Our two case studies, Pagin and Westerståhl (2010c) on quotation and Salmon (2006) and Glanzberg and King (2020) on variable binding, support our claim. The lesson in each case was a general one that would apply to occurrence-based treatments of any linguistic construction. On the occurrence-based approach (without brute ambiguities) a single expression has a diverse family of occurrence meanings—for each linguistic context a meaning from the family is employed to do the compositional work. We insist that the semantic value of an expression should be understood as the value assigned to the expression type that accounts for its contribution to truth-conditions across all the linguistic contexts in which it can occur. Lewis said it well when he said:

To be a semantic value is to be a big enough package of information. A semantic value worthy of the name must carry all the information that will be needed to generate other semantic values.
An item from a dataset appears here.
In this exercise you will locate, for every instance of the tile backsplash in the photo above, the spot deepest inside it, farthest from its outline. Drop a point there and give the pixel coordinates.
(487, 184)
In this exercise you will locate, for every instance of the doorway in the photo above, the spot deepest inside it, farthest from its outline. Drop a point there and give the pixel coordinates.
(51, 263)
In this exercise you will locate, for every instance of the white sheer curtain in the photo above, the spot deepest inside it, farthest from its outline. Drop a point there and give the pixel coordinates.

Anything that we need to bundle together many of to get a big enough package is ipso facto not an adequate semantic value. (Lewis 1986: 44)

Thus, when a semantic theory is construed in an occurrence-based way the total semantic value assigned to an expression is given by its entire family of occurrence meanings. Two expressions agree in semantic value when they have the same family of meanings (viz. when they determine the same function from linguistic contexts to occurrence meanings). Thus, positing a difference in occurrence meaning requires a difference in meaning tout court. The strategy, then, ultimately amounts to enriching semantic values. And while enriching semantic values in order to avoid failures of compositionality may be theoretically motivated in many cases, it is, of course, nothing new.